Comparison of the SII (A), PLR (B) and NLR (C) levels between the different CD disease severity subgroups. CD = crohn’s disease, NLR = neutrophil-to-lymphocyte ratio, PLR = platelet-to-lymphocyte ratio, SII = systemic immune-inflammation index.

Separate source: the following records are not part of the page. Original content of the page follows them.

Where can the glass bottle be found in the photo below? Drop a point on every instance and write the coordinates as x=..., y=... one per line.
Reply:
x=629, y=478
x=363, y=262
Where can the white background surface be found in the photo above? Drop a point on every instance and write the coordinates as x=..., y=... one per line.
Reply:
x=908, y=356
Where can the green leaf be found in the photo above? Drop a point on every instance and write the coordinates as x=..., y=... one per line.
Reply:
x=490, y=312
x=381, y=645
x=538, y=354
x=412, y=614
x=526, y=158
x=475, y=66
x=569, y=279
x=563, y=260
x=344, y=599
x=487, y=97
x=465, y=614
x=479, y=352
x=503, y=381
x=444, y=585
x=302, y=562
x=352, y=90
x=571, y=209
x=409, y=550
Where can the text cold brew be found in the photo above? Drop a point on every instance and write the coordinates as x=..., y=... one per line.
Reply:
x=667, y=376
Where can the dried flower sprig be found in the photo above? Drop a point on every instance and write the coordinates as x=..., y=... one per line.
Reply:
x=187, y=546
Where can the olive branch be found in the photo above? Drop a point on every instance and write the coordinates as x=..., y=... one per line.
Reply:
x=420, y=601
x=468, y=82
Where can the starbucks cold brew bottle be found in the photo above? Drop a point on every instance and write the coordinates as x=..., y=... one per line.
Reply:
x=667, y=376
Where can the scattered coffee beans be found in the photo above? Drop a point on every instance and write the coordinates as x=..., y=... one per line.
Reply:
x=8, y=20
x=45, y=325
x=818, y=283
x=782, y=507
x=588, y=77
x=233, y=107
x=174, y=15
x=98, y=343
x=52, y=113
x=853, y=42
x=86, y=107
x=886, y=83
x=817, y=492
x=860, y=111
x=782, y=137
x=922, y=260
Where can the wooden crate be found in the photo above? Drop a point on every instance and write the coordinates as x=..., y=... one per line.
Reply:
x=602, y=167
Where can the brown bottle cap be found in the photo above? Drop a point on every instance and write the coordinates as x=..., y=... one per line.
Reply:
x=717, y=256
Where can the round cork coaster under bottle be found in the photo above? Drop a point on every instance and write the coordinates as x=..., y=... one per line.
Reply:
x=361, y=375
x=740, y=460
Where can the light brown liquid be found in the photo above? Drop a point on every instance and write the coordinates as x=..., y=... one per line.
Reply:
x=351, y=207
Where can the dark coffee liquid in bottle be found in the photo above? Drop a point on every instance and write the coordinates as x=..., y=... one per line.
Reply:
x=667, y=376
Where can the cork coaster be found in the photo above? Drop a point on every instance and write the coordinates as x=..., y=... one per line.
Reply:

3.5. Comparison of the diagnostic value of SII, PLR, NLR and CRP in active CD

First, we compared SII, PLR, NLR, and CRP values between the moderate-to-severe group (n = 64) and the remission-to-mild group (n = 55) using the Mann–Whitney U test. The moderate-to-severe group demonstrated significantly higher values for SII [median (IQR): 1230.84 (609.24–2378.20) vs 626.09 (377.86–1151.22); P <.001], PLR [median (IQR): 223.73 (172.46–348.57) vs 159.40 (112.74–232.78); P <.001], NLR [median (IQR): 3.62 (2.50–6.39) vs 2.20 (1.53–3.01); P <.001], and CRP [median (IQR): 29.61 (7.91–48.33) vs 5.00 (1.63–15.58); P <.001] compared to the remission-to-mild group (Fig. 3A–D).

Figure 3.

Figure 3.

Performance of SII, PLR, NLR and CRP in the assessment of moderate-to-severe CD. Comparison of SII (A), PLR (B), NLR (C), and CRP (D) between the remission-to-mild group (n = 55) and moderate-to-severe group (n = 64). According to the ROC curves, the CRP showed the highest diagnostic value with an AUC of 0.751 (H), and the diagnostic values for SII (E), PLR (F), and NLR (G) were comparable, with AUCs of 0.697, 0.713, and 0.708, respectively. AUC = area under the curve, CD = crohn’s disease, CRP = C-reactive protein, NLR = neutrophil-to-lymphocyte ratio, PLR = platelet-to-lymphocyte ratio, ROC = receiver operating characteristic, SII = systemic immune-inflammation index

Next, we evaluated the diagnostic performance of SII, PLR, NLR and CRP for identifying moderate-to-severe CD using receiver operating characteristic curves (Fig. 3E–H). The CRP showed the highest diagnostic value with an area under the curve (AUC) of 0.751 [cutoff value (COV): 6.79, sensitivity (SEN): 0.821, specificity (SPE): 0.612, positive predictive value (PPV): 0.708, negative predictive value (NPV): 0.750] (Fig. 3H). The diagnostic values of other 3 biomarkers were comparable. The AUCs for SII, PLR and NLR were 0.697 (COV: 1540.67, SEN: 0.453, SPE: 0.855, PPV: 0.784, NPV:0.573), 0.713 (COV: 178.46, SEN: 0.703, SPE: 0.618, PPV:0.682, NPV:0.642) and 0.708 (COV: 2.95, SEN: 0.618, SPE: 0.745, PPV:0.750, NPV:0.650), respectively (Fig. 3E–G).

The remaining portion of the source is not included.